In 2021, Rogers secured a $19-billion bridge loan from New York-based BofA Securities to pay for its planned takeover of Shaw. Rogers paid fees on the facility and other loans for two years before the deal closed.

Rogers did not disclose specifics on how it will fund the MLSE purchase, but did say the transaction will not affect the company’s debt leverage. Rogers also said outside investors – wealthy individuals and institutions – are expected to be part of the final financing package. In a report, analyst Tim Casey at BMO Capital Markets said: “Our initial assumption is that the private investors will acquire an economic interest but cede voting control to Rogers.”

In an interview on Wednesday, Rogers chief executive officer Tony Staffieri said the final structure of the financing for the MLSE purchase will depend on Rogers’ balance sheet when the deal closes, as the company expects to aggressively pay down debt while seeking approval for the transaction.

Why BCE was forced into selling its MLSE stake to arch-rival Rogers

Telecom company Quebecor Inc. QBR-B-T also struck a “trust me” deal, with no conditions on financing, when it agreed to buy cellphone service Freedom Mobile for $2.85-billion in June, 2022, as part of Rogers’ takeover of Shaw. The deal closed in April, 2023.

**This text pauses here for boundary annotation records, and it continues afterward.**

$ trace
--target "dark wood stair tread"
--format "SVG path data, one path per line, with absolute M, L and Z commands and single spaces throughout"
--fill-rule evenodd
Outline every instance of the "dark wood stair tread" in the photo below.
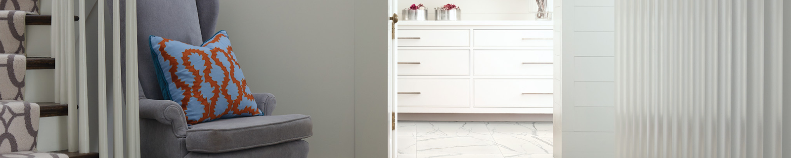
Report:
M 28 70 L 55 69 L 55 58 L 48 57 L 28 57 Z
M 52 117 L 69 115 L 69 105 L 53 102 L 36 103 L 41 110 L 39 117 Z
M 69 152 L 69 150 L 61 150 L 51 152 L 53 153 L 62 153 L 69 156 L 69 158 L 98 158 L 99 153 L 97 152 L 88 152 L 88 153 L 80 153 L 78 152 Z
M 74 16 L 74 21 L 80 17 Z M 28 25 L 52 25 L 52 15 L 25 15 L 25 24 Z

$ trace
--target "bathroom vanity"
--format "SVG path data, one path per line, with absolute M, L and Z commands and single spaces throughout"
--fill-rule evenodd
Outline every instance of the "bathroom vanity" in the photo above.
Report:
M 551 21 L 405 21 L 399 113 L 552 114 Z

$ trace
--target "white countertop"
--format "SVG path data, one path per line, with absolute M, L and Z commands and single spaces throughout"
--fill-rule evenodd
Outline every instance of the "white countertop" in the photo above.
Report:
M 399 25 L 553 25 L 552 21 L 399 21 Z

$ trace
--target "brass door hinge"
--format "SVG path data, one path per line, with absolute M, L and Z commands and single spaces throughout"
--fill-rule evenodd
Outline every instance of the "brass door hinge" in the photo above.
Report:
M 391 125 L 391 126 L 392 126 L 392 129 L 395 130 L 396 130 L 396 113 L 393 112 L 392 115 L 392 115 L 393 122 L 392 122 L 392 125 Z

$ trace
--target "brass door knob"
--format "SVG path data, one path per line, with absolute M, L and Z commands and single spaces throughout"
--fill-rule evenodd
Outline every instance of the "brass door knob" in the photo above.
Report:
M 393 24 L 398 23 L 398 14 L 393 13 L 393 17 L 390 17 L 390 20 L 393 21 Z

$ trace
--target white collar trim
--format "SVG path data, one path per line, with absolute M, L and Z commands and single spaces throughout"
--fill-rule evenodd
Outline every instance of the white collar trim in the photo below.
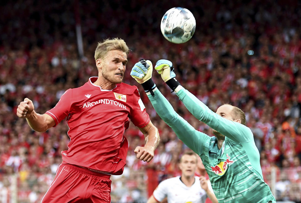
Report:
M 116 88 L 116 87 L 117 87 L 117 85 L 116 85 L 116 86 L 115 86 L 115 87 L 114 88 L 113 88 L 113 89 L 111 89 L 111 90 L 109 90 L 109 89 L 102 89 L 101 88 L 101 87 L 100 86 L 98 86 L 98 85 L 97 85 L 95 84 L 94 84 L 92 82 L 92 81 L 91 81 L 91 78 L 92 78 L 92 77 L 96 77 L 96 78 L 98 78 L 98 77 L 90 77 L 90 78 L 89 78 L 89 82 L 90 82 L 90 83 L 91 83 L 92 84 L 92 85 L 93 85 L 93 86 L 95 86 L 95 87 L 98 87 L 100 89 L 100 91 L 103 91 L 104 92 L 109 92 L 109 91 L 112 91 L 113 90 L 113 89 L 115 89 L 115 88 Z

Bell initiated the sale of its MLSE stake by reaching out to Rogers earlier this year and banking sources said Bell is clearly comfortable with its rival’s finances. Rogers has been steadily paying down debt since acquiring Shaw. When the deal closed, Rogers debt hit five times its earnings before interest, taxes, depreciation and amortization or EBITDA.

In December, Rogers sold its stake in Cogeco to the Caisse de dépôt et placement du Québec for $829-million and used the money to pay down loans, lowering its debt-to-EBITDA ratio 4.7 times.

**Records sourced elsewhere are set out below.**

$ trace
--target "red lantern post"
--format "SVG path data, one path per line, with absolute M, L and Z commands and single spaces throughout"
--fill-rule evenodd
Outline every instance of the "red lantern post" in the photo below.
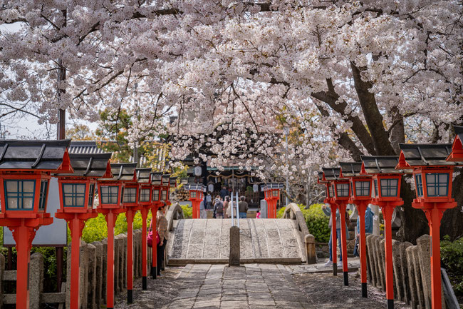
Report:
M 454 142 L 454 145 L 455 143 Z M 454 166 L 451 144 L 400 144 L 397 168 L 412 171 L 417 198 L 412 206 L 425 212 L 431 236 L 431 297 L 432 309 L 442 308 L 440 220 L 444 211 L 457 206 L 452 198 Z M 455 157 L 453 157 L 455 159 Z M 462 162 L 463 163 L 463 162 Z
M 113 178 L 98 180 L 100 203 L 97 211 L 105 215 L 108 224 L 108 266 L 106 273 L 106 308 L 114 307 L 114 226 L 123 204 L 125 181 L 133 180 L 137 163 L 111 164 Z
M 344 275 L 344 285 L 349 285 L 349 275 L 348 270 L 347 258 L 347 234 L 345 233 L 345 209 L 349 198 L 350 190 L 349 180 L 344 178 L 340 171 L 340 168 L 323 168 L 323 176 L 325 179 L 330 181 L 334 196 L 331 199 L 331 205 L 336 204 L 339 208 L 339 216 L 340 218 L 340 242 L 341 254 L 343 257 L 343 273 Z M 335 217 L 335 210 L 331 209 L 332 218 Z M 335 223 L 335 221 L 333 222 Z M 335 239 L 333 236 L 333 239 Z M 334 249 L 333 252 L 335 252 Z M 334 261 L 334 259 L 333 259 Z M 334 263 L 334 262 L 333 262 Z
M 330 182 L 325 178 L 323 171 L 318 172 L 317 183 L 325 185 L 326 198 L 323 201 L 326 204 L 330 205 L 331 208 L 331 256 L 333 256 L 333 275 L 338 275 L 337 264 L 337 241 L 336 241 L 336 211 L 338 206 L 334 202 L 334 186 L 331 186 Z
M 204 198 L 204 191 L 206 186 L 202 183 L 187 183 L 184 185 L 185 190 L 189 191 L 189 201 L 192 202 L 193 210 L 193 219 L 201 218 L 199 214 L 199 204 Z
M 283 183 L 267 183 L 264 186 L 265 200 L 267 202 L 267 218 L 276 218 L 276 204 L 280 199 L 280 190 L 283 188 Z
M 147 218 L 150 208 L 152 208 L 151 194 L 151 169 L 137 169 L 138 183 L 140 185 L 140 205 L 142 214 L 142 289 L 148 287 L 147 281 Z
M 0 141 L 0 225 L 16 243 L 16 308 L 29 308 L 29 263 L 36 231 L 53 223 L 46 212 L 51 173 L 73 173 L 70 140 Z
M 60 209 L 55 217 L 66 220 L 71 230 L 71 308 L 78 309 L 80 286 L 80 237 L 85 221 L 98 213 L 93 208 L 98 178 L 110 178 L 111 153 L 71 153 L 73 173 L 56 174 L 59 184 Z
M 349 178 L 350 182 L 350 198 L 349 203 L 355 204 L 359 216 L 360 231 L 360 280 L 362 282 L 362 296 L 367 297 L 367 255 L 366 235 L 365 232 L 365 213 L 371 200 L 372 177 L 360 176 L 361 162 L 340 163 L 341 173 Z
M 398 157 L 393 156 L 362 156 L 361 175 L 370 174 L 373 178 L 371 203 L 381 208 L 384 218 L 385 254 L 386 264 L 386 298 L 387 309 L 394 308 L 394 271 L 392 265 L 392 213 L 396 206 L 403 204 L 400 198 L 402 172 L 395 166 Z
M 131 168 L 126 169 L 128 176 Z M 142 208 L 140 205 L 140 193 L 138 191 L 140 185 L 137 176 L 141 171 L 147 171 L 149 175 L 150 171 L 150 168 L 134 168 L 132 180 L 125 181 L 124 188 L 123 203 L 125 207 L 125 218 L 127 218 L 127 303 L 129 304 L 133 303 L 133 217 L 137 211 Z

Rogers expects to generate free cash flow of $2.9-billion to $3.1-billion this year, and will use this money plus cash from the planned sales of real estate and its data centres business to pay down debt.

Rogers’ debt will drop to 4.6 times EBITDA by the end of 2025, after paying for MLSE, according to analyst Drew McReynolds at RBC Capital Markets in a report on Thursday. Mr. McReynolds said if Rogers didn’t purchase the MLSE stake, its debt ratio would drop to 4.3 times EBITDA.

Rogers looked to law firm Davies Ward Phillips & Vineberg LLP on the MLSE purchase, while lawyers at Blake, Cassels & Graydon LLP advised Bell.